Pings to the inside LEAF router address (192.168.3.254) are never returned:
ITPB:~ dale$ ping -c 200 192.168.3.254
PING 192.168.3.254 (192.168.3.254): 56 data bytes

--- 192.168.3.254 ping statistics ---
200 packets transmitted, 0 packets received, 100% packet loss

nmap -sP 192.168.3.0/24 runs about two minutes (compared to the usual 10 - 15 seconds) and returns "0 hosts up."

As a consequence, I've lost the ability to ssh into the LEAF router or the Linux fileserver in Boise. I'm flying to Boise on Wednesday, but I really don't know what to look for as a solution:
1. I've never dropped a packet sent to the DSL router so the ISP appears to be blameless.
2. The Boise LEAF hardware has been replaced with a tested machine and it's been verified that there was nothing wrong with the one that was replaced.
3. I've never known a problem with LEAF software to survive a reboot.
4. The problem persists even with no client machines operating on the private side of the router.

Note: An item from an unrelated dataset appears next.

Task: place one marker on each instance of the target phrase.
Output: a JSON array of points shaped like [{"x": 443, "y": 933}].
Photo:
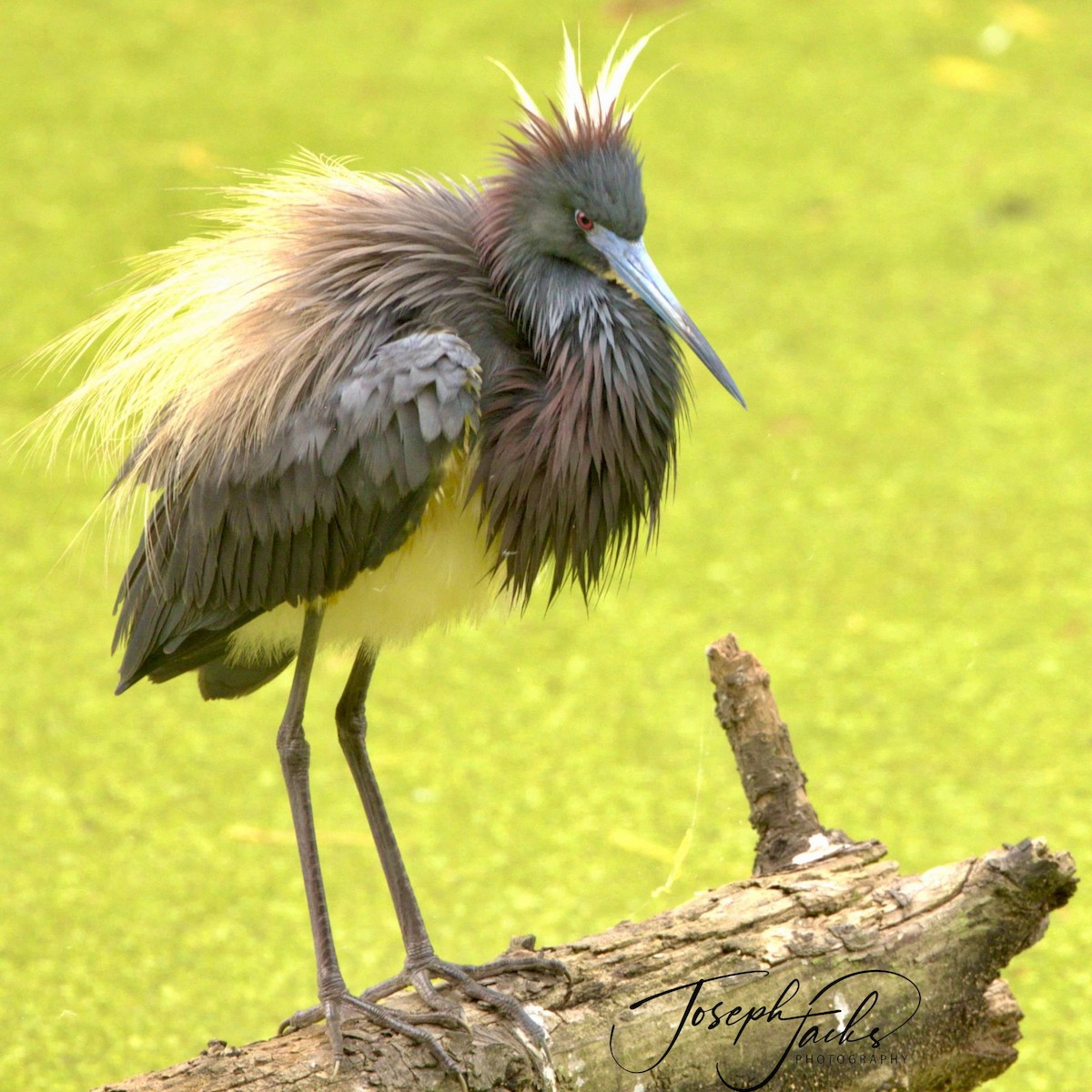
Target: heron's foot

I really don't know where to go from here. These machines were so easy to set up and they have worked so well that I have never had to troubleshoot them before. I know how to use ping and fping, and a bit about nmap (but not much). Mainly, I don't have any idea apart from a bad network cable, bad NIC in the router, virus or adware on the network, what could cause something like this in the first place, and all of those possibilities have been eliminated to my satisfaction.